1) Constitution’s function
o Divides power vertically between fed & state gov’t (Federalism)
· Article I § 1, and 10th Amend: limit power of Congress to that expressly granted
§ Debate about whether 10th Amend reserves zone of exclusivity to the states
· Supremacy Clause: applies to statutes and treaties, not just Constitutional provisions
· Dormant Commerce Clause: limits ability of states to impose burdens on each other
· Fed gov’t can only act when authorized by Constitution, but states can do anything not prohibited by Constitution
o Divides power of Fed gov’t horizontally between 3 branches (Separation of Powers)

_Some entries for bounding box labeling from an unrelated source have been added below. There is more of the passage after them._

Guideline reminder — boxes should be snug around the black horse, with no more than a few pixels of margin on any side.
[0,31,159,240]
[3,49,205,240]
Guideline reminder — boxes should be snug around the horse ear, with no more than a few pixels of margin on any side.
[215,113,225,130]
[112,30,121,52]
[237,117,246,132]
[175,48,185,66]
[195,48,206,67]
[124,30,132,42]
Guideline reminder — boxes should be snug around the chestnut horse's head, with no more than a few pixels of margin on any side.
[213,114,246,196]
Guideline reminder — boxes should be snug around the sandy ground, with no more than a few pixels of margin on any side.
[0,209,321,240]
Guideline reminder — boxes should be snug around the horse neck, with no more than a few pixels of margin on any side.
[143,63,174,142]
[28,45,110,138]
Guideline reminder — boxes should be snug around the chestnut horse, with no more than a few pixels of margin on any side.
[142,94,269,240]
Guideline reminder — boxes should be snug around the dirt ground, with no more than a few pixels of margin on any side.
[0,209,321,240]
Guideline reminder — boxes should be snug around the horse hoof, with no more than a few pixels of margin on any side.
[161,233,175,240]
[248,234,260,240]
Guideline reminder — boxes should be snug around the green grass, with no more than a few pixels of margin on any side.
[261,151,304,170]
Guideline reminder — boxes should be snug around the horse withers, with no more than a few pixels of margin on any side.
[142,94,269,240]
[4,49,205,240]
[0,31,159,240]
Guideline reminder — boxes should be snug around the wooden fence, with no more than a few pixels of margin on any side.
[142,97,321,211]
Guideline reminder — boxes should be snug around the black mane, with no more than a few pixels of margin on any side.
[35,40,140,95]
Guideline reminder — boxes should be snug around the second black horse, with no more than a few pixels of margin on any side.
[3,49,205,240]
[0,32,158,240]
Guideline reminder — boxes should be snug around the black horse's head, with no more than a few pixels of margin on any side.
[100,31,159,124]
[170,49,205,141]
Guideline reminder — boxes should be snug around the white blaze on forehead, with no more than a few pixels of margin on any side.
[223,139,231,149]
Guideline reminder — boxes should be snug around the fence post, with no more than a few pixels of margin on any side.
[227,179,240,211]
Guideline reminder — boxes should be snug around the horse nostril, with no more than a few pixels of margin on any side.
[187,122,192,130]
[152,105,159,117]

· Generally, more than one branch must agree for a law to have effect
o Protects individual liberties
· Privileges and Immunities Clause of Art IV
· Bill of Rights: initially applied only to fed gov’t; most parts “incorporated” via 14th Amend
· Fugitive Slave Clause and other slave owner rights
· 9th Amend: does not limit the protected individual rights to those enumerated
§ But: Carolene Products n.4
· Only applies to “state action,” not private citizens
§ But: 13th Amend
2) Why a Constitution?
o Difficult to change, unlike a statute
· Protects against the tyranny of the majority
· Society decided to tie its own hands to protect itself from its own weaknesses
o Abstract language everyone agrees on and wants to be governed by
· Freedom of speech: no one can define but everyone agrees is a good thing
o Marshall: “We must never forget it is a Constitution we are expounding . . . . “ McCulloch v. Maryland
o When can some Constitutional rights be interfered with by gov’t?

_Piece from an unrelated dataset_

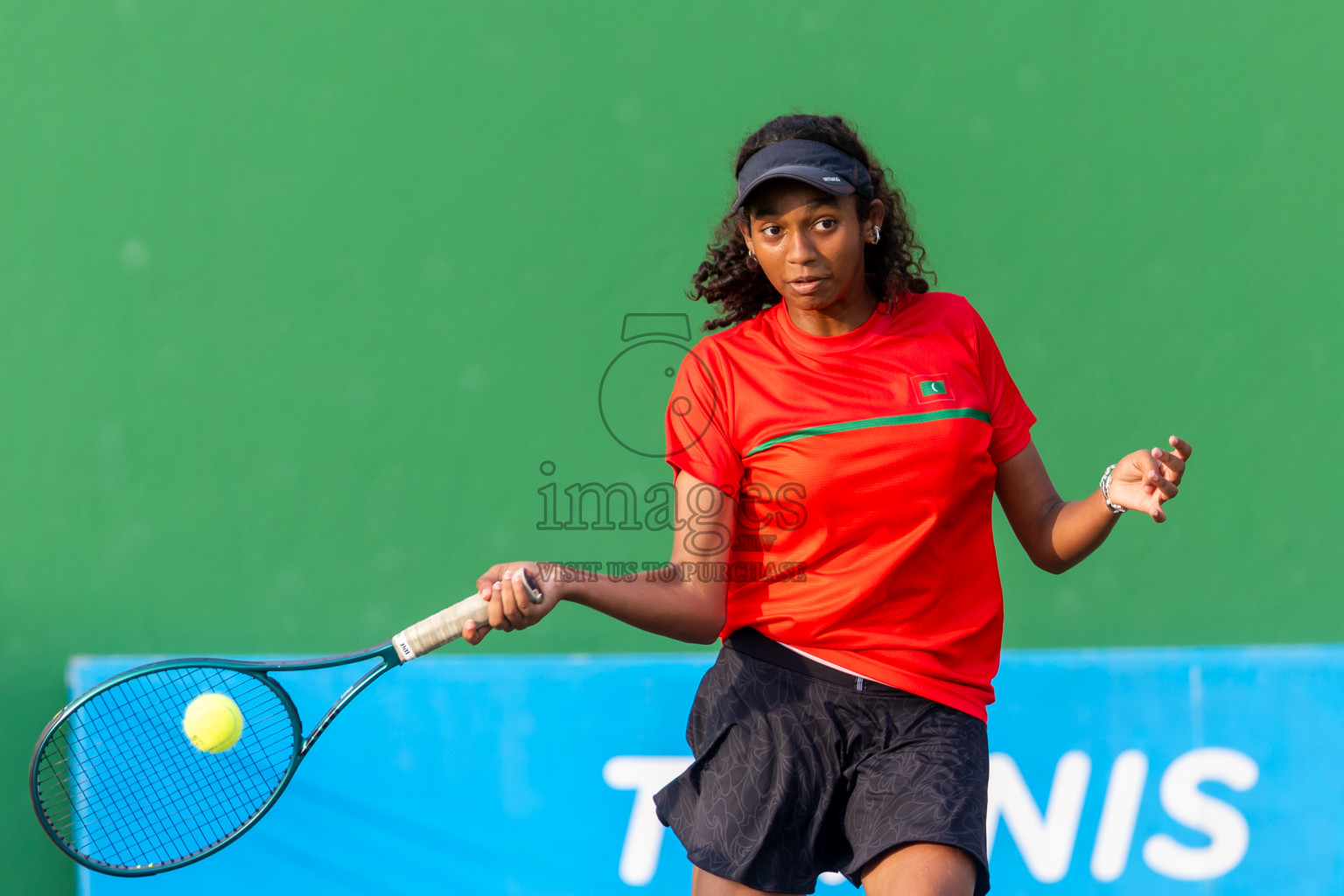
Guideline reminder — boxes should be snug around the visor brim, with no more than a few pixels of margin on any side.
[729,165,856,211]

· Freedom of speech, but no perjury/defamation
· Equal protection, but must have low income for welfare
· Only rights express or clearly intended by framers should be found by the Court
· Only amendments can be used to evolved Constitution – not judicial review
· Interpretation should focus on norms at time of ratification
· Interpreting the Constitution is by definition determining its original meaning
· No activist judges should be allowed to overturn decisions by democratically elected officials
· Judicial review is necessary to meet changing needs of society because amendment process is much too slow and difficult
· There is no single “framers’ intent” to discover – writers, ratifiers, etc.
· What framers would think of today’s circumstances is impossible to know
· Constitutions are meant to be reinterpreted in light of the changing times
5) Who should be the authoritative interpreter of the Constitution?
o In practice, all three branches must interpret Constitution every day
o In case of disagreement, who is the authoritative interpreter?
· All three branches over the entire Constitution?
· Each branch over a separate part?
· One branch over the entire Constitution?
· There is no single right answer…
The Federal Judicial Power
1) Article III
o After Articles of Confederation, everyone agreed that a federal judiciary was necessary, but not everyone agreed that lower fed courts were necessary
· Some thought SCOTUS review of state court decisions was enough
· Some distrusted state court willingness to uphold federal law, and therefore SCOTUS would have too many cases to review by itself
· Eventually the framers left it to Congress to decide, and they created lower courts right away
o Fed judges have lifetime appointments “during good behavior” with no decrease in compensation
o Fed court jurisdiction limited to 9 categories of “cases and controversies”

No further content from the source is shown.